In our house, we’ve had discussions and debates over how to best keep the house cool in the summer heat. We’ve discovered that it is usually most effective to open the windows at night to let in the cooler air,  but then close the windows and curtains during the daytime to keep the cooler air in and the summer heat out.  It only works when the previous night’s temperature is significantly cooler.  Last summer, I stayed with a guy in Minneapolis when the temperature were near or above 100 degrees, and I was amazed at how comfortable his house was despite not having air conditioning.

I have a variation of the above “stay cool” practice which admittedly is not the most energy-efficient.  This practice has me running the fans all night to the point where the temperature in my room dips to about 58 degrees F (14 degrees C ) and I’m curled up underneath the quilt.  And then, right before I leave, I shut all the windows and close the door.  It works pretty well.

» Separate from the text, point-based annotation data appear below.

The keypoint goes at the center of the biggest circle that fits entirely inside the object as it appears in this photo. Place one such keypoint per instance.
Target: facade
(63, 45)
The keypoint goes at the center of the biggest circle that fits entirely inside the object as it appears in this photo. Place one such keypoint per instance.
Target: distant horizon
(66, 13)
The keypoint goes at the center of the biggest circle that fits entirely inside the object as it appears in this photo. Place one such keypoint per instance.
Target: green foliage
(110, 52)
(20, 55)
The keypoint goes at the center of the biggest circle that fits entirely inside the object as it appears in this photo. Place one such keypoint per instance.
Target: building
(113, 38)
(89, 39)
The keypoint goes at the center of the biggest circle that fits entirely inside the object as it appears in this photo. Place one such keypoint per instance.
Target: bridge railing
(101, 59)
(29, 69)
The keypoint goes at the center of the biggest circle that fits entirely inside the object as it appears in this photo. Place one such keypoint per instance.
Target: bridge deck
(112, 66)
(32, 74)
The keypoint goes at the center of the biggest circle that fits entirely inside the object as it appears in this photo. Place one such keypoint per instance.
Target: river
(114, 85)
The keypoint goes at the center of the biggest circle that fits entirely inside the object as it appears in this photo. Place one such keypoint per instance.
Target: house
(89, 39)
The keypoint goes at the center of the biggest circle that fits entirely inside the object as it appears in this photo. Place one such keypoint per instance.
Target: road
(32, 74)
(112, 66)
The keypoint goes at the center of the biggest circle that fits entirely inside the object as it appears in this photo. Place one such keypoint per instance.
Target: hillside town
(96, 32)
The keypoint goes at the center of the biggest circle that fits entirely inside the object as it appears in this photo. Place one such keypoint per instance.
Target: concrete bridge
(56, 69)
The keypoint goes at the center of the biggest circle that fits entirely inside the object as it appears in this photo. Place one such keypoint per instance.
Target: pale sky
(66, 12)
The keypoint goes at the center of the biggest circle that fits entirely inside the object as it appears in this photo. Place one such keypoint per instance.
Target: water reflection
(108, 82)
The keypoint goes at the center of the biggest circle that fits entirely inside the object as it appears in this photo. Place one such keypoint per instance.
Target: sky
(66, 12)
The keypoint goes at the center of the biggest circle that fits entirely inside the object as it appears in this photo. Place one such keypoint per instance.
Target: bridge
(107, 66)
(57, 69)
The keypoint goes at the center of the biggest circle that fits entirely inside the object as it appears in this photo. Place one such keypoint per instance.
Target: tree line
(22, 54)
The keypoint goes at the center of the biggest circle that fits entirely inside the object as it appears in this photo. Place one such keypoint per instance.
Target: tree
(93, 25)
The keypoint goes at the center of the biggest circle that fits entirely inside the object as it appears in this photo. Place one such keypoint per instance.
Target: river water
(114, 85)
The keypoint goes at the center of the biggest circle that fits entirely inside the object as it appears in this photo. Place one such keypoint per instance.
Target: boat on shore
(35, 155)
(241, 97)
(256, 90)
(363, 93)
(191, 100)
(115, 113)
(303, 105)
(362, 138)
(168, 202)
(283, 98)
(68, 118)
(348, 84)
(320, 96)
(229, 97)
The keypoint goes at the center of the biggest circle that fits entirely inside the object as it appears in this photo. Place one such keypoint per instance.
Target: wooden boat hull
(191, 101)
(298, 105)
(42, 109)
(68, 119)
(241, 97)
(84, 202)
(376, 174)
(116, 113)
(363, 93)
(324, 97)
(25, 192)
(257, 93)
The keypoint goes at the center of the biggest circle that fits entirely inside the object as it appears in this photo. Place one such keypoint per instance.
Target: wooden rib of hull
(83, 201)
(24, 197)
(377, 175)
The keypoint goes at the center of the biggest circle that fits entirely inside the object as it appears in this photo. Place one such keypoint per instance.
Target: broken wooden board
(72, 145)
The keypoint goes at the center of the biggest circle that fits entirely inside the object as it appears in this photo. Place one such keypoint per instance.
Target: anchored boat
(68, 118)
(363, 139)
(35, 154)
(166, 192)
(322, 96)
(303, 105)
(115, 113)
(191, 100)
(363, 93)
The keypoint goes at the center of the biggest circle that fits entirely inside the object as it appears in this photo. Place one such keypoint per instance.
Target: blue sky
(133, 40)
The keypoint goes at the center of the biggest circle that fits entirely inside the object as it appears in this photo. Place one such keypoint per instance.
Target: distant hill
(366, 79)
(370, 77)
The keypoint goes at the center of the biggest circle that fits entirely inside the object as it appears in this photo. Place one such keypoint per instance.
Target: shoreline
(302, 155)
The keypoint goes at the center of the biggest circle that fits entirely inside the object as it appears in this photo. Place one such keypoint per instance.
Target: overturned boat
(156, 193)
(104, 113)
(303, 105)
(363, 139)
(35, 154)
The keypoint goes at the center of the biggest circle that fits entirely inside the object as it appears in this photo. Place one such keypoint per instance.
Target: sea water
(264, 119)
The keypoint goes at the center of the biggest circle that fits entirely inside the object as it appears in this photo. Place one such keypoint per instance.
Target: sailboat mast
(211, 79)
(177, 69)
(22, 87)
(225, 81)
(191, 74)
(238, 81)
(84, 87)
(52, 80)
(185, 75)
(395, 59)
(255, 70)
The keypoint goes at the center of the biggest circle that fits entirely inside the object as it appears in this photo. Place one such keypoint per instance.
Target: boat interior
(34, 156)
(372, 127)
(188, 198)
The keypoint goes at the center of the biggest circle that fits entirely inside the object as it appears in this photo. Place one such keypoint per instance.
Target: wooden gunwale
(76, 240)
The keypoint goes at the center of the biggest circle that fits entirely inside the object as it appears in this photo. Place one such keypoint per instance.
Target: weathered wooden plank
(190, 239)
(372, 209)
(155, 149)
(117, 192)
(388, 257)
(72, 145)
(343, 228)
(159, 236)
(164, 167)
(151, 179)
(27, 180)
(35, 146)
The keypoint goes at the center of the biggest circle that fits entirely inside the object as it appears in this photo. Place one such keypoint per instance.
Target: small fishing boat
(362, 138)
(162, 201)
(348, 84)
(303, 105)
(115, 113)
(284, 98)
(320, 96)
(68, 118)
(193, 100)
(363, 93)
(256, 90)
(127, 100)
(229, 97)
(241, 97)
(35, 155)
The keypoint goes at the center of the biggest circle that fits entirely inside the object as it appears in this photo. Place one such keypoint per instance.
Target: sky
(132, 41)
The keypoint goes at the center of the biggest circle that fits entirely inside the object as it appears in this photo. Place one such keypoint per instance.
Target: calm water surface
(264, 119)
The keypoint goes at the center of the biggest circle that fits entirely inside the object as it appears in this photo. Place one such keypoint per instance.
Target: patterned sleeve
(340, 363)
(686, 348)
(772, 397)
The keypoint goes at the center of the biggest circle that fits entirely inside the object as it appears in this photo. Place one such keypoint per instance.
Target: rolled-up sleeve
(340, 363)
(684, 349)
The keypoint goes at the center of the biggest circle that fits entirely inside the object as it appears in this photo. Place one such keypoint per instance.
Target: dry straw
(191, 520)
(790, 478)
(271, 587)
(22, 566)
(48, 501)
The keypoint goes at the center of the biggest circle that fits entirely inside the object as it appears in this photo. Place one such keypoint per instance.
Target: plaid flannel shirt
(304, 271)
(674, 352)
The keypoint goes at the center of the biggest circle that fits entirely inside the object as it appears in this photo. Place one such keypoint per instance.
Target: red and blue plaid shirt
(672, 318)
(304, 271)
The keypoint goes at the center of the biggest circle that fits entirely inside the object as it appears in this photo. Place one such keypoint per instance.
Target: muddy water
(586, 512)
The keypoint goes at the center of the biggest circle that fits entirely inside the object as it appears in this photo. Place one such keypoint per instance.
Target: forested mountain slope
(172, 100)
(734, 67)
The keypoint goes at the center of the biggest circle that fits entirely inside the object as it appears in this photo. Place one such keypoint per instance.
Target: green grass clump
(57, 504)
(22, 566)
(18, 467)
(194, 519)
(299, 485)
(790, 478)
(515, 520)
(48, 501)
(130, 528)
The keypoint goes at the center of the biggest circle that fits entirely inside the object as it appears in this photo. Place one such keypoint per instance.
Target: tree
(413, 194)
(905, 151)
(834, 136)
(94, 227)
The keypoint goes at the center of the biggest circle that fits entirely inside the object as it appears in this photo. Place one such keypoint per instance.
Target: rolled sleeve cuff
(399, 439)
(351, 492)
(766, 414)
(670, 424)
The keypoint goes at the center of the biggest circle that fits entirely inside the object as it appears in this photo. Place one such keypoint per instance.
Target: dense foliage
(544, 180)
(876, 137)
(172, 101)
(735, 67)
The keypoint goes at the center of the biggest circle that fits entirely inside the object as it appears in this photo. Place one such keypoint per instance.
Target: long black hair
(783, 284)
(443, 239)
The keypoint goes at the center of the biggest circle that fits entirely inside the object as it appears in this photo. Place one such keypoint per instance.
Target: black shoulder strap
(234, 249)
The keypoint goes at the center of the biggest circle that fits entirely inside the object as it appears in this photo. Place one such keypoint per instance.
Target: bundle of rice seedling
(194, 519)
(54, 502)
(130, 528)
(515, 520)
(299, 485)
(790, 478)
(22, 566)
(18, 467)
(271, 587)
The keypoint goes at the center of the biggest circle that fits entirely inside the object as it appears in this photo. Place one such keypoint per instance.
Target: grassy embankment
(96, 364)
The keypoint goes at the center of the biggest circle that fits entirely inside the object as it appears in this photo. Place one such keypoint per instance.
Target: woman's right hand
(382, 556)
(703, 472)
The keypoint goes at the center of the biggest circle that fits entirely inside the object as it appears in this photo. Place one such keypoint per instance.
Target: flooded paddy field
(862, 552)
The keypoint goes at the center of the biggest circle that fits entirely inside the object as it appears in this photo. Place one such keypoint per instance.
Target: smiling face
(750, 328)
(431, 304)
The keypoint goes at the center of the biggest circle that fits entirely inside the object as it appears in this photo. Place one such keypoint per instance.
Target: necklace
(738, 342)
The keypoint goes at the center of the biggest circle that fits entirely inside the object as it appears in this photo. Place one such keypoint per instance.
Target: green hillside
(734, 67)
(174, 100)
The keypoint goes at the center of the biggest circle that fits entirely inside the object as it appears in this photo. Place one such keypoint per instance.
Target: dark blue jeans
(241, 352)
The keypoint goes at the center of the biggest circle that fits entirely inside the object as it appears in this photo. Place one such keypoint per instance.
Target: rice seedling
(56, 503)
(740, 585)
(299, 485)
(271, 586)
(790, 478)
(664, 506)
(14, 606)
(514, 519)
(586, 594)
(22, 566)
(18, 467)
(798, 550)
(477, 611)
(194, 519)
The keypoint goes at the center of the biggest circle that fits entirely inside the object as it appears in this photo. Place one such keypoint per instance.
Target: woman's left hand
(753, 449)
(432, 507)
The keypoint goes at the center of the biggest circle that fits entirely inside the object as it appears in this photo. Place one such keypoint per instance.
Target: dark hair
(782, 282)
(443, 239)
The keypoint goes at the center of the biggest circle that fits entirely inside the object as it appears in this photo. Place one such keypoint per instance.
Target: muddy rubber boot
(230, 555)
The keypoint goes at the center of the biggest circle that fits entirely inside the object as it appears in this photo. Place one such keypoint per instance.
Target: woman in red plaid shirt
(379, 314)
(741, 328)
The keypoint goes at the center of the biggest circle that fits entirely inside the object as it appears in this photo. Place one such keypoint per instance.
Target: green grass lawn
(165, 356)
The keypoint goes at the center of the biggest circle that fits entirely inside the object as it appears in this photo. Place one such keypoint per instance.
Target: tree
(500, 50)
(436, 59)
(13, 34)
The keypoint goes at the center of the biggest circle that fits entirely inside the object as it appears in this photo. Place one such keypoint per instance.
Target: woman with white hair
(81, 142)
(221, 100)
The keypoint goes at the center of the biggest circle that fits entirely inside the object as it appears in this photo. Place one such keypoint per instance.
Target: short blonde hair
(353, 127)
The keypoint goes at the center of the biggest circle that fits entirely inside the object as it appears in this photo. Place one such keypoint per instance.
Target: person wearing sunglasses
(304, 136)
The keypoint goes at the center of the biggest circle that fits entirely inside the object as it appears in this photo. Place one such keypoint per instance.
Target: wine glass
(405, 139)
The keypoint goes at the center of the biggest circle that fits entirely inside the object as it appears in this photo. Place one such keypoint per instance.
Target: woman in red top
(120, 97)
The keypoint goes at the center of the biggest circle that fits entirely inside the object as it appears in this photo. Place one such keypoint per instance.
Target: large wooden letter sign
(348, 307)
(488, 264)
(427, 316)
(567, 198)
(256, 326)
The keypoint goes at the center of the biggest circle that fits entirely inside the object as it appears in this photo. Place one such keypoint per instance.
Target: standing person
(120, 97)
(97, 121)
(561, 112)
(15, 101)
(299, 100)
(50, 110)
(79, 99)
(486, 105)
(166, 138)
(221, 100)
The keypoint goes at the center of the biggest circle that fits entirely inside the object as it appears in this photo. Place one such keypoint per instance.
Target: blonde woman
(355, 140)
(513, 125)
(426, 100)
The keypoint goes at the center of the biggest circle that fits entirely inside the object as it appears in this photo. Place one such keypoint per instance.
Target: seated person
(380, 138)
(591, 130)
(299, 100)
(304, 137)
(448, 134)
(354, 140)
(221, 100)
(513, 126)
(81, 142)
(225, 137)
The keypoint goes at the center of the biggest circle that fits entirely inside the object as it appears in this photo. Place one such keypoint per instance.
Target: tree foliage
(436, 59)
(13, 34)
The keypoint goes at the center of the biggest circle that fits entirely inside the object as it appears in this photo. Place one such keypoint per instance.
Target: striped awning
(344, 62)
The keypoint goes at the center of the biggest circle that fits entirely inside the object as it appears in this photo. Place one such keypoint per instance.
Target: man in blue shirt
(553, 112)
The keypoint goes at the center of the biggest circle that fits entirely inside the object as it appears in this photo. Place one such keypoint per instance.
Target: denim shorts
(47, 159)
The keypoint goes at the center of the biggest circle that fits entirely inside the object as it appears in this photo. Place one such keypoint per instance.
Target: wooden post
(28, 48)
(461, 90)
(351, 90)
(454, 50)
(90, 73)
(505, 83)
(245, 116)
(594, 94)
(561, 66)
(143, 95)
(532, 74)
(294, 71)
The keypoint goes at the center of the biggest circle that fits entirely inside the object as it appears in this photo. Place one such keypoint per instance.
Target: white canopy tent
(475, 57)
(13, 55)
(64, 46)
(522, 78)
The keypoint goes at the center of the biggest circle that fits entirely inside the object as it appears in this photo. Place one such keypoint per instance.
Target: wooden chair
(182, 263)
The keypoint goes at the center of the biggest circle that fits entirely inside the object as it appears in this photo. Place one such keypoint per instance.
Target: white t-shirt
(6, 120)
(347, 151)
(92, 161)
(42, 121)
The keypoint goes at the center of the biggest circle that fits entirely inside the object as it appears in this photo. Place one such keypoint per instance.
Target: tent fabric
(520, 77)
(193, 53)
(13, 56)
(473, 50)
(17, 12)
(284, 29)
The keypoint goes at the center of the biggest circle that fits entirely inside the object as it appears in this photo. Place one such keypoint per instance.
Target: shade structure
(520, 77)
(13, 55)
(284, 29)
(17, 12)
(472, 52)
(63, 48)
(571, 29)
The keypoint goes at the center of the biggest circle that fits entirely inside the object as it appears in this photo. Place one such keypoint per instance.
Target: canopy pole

This is not directly due to the summer heat, but Vacation Beard is now gone.  The beard was actually starting to look pretty good–that is, from the viewpoint of six inches away from my face.  Blond hair can often look invisible as facial hair.  While having a webcam converation with a close friend from Japan, I asked her how my beard looked so far, and she couldn’t see it at all.  I thought the beard looked better than the last time I’d tried to grow one. Nevertheless when I looked in the mirror, I found that I could not stop thinking of  Steve Carell’s character in “Little Miss Sunshine,” and that just didn’t fit the image I had of myself.  So I pulled out the razor and shaving cream, and the deed was done within five minutes.